因此，这里关于如何解析这将是很棒的任何建议。

原文

So I work for a startup and we are using Aptible to host our elastic stack. I'm not sure if that affects anything but figured I'd mention it. I'm the only guy here with any working knowledge of the elastic stack, and it's not very much. So bear with me, please.

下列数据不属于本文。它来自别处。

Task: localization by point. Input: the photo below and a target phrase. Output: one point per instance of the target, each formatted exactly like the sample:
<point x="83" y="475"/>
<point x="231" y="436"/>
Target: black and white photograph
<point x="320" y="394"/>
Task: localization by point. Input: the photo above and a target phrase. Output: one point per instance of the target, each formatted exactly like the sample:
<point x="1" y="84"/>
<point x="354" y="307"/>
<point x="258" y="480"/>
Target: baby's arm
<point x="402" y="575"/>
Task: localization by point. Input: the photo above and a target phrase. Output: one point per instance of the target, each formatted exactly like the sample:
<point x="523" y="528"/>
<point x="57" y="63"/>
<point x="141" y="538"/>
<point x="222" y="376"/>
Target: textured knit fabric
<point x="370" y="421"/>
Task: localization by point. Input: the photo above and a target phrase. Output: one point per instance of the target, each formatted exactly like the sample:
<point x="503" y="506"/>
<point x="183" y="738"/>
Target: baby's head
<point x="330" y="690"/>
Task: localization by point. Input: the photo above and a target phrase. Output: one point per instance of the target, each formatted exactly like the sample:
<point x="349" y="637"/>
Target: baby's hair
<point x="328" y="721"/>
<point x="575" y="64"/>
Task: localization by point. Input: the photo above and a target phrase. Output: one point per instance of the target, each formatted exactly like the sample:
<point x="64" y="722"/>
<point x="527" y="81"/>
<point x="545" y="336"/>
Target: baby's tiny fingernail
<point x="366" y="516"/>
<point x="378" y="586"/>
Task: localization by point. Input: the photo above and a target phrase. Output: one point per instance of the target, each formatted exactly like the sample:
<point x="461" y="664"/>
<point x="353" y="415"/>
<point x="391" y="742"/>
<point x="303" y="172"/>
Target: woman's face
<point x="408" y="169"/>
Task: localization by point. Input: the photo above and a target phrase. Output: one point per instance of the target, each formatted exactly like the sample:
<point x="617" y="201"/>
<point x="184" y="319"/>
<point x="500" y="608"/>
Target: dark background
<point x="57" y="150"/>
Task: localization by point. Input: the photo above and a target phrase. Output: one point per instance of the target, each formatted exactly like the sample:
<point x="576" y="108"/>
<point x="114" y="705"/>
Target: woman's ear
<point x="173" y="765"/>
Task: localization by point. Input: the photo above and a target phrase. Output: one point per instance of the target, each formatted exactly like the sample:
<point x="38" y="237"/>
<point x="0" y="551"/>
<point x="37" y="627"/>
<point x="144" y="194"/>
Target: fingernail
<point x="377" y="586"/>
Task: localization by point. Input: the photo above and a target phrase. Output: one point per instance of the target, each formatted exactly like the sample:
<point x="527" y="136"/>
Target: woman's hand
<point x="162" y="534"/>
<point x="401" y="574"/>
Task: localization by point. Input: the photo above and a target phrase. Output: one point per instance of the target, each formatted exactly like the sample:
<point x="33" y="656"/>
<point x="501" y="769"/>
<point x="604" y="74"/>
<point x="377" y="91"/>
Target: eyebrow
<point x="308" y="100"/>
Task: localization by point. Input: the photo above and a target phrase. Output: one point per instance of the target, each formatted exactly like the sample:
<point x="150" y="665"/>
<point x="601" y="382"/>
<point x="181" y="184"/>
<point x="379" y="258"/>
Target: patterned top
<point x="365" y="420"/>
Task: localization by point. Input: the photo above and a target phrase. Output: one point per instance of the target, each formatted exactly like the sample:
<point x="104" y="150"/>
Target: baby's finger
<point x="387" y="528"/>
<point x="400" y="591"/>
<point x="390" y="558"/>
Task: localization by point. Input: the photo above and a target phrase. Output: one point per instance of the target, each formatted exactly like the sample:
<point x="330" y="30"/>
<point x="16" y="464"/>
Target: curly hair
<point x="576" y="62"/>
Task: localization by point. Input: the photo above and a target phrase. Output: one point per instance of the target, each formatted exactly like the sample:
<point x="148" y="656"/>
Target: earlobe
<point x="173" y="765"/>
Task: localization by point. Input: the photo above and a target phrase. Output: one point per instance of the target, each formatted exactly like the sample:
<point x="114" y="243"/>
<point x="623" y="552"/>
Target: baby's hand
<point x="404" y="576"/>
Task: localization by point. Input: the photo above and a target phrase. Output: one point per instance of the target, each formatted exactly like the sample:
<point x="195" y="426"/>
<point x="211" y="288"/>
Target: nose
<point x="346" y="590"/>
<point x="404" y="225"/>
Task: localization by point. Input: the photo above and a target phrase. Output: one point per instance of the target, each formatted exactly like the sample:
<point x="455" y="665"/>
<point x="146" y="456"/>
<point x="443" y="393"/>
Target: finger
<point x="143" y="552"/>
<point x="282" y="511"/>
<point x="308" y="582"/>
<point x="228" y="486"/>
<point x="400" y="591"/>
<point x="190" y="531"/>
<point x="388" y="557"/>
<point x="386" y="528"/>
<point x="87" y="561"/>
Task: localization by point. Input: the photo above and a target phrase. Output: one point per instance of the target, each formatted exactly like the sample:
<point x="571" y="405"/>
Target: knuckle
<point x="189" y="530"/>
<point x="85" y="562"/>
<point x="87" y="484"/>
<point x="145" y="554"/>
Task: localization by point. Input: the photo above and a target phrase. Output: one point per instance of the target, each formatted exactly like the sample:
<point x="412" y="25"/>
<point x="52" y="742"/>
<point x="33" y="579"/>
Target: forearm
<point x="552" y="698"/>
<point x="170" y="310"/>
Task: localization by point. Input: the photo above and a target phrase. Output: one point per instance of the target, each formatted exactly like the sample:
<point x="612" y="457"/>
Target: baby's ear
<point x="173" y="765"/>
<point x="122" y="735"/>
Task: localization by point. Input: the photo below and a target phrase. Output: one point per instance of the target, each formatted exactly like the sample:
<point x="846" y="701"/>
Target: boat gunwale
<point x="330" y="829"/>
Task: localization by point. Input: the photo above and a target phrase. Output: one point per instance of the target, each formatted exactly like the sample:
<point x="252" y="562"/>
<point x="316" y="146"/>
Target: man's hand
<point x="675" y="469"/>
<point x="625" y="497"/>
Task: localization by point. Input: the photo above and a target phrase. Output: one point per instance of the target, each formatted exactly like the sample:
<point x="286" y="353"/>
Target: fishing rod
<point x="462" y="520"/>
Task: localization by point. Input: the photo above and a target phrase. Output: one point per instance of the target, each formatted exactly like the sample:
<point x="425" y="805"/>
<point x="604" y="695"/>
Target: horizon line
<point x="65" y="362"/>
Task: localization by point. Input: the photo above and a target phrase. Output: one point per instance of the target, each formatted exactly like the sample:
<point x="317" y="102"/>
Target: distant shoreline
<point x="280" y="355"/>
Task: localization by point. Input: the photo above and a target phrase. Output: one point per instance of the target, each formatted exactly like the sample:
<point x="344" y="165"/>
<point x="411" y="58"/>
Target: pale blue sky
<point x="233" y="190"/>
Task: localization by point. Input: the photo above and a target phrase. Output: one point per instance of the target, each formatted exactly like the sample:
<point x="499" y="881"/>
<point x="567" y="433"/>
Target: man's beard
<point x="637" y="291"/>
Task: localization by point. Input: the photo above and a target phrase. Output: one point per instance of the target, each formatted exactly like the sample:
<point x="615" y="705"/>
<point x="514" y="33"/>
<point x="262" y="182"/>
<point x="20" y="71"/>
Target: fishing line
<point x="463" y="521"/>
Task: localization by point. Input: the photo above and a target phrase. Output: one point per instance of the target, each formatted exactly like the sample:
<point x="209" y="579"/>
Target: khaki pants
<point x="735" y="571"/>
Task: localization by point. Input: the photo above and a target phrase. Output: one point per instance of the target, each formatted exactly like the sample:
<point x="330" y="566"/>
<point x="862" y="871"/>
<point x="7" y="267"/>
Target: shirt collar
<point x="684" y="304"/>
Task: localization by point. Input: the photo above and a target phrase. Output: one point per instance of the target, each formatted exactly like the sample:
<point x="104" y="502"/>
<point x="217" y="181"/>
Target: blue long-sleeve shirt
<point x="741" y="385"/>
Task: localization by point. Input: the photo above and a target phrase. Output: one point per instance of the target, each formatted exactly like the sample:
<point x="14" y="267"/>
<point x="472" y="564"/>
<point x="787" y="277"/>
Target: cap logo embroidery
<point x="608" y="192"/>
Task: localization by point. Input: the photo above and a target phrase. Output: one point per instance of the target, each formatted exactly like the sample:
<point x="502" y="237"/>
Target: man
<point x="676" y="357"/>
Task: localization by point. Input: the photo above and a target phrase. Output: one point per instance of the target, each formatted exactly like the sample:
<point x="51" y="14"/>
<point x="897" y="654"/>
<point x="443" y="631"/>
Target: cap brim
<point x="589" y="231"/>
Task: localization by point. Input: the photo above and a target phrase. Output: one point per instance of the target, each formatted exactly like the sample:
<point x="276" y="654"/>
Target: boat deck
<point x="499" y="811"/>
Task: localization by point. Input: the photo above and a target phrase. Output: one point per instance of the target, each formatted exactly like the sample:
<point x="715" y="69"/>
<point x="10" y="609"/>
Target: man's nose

Basically the log data from a postgres db and react app gets sent to the elastic stack. When I go to search through it in kibana, I get results that look like this:

{
  "_index": "logstash-2022.03.23",
  "_type": "_doc",
  "_id": "yboRtX8B3AbBxU682eag",
  "_version": 1,
  "_score": null,
  "_source": {
    "@timestamp": "2022-03-23T04:38:04.706Z",
    "source": "app",
    "layer": "app",
    "container":xxxxxxxxx
    "app": "our-app",
    "host": xxxxxxx,
    "app_id": xxxxxxx,
    "log": "172.17.0.1 - - [22/Mar/2022:23:37:56 -0500] \"GET /healthcheck HTTP/1.0\" 400 26 \"-\" \"Aptible Health Check\"\n",
    "service": "xxxxxxx",
    "type": "json",
    "@version": "3",
    "file": "/tmp/dockerlogs/f76cd328d5710e817702c5b7c15d37797828a1308f8b0e17d039a86813237f73/f76cd328d5710e817702c5b7c15d37797828a1308f8b0e17d039a86813237f73-json.log",
    "offset": 46118576,
    "stream": "stdout",
    "time": "2022-03-23T04:37:56.192544365Z"
  },
  "fields": {
    "@timestamp": [
      "2022-03-23T04:38:04.706Z"
    ],
    "time": [
      "2022-03-23T04:37:56.192Z"
    ]
  },
  "sort": [
    1648010284706
  ]
}

This isn't super helpful, since the data I find useful is all in the "log" section.
So here is the log section from above :
"172.17.0.1 - - [22/Mar/2022:23:37:56 -0500] \"GET /healthcheck HTTP/1.0\" 400 26 \"-\" \"Aptible Health Check\"\n"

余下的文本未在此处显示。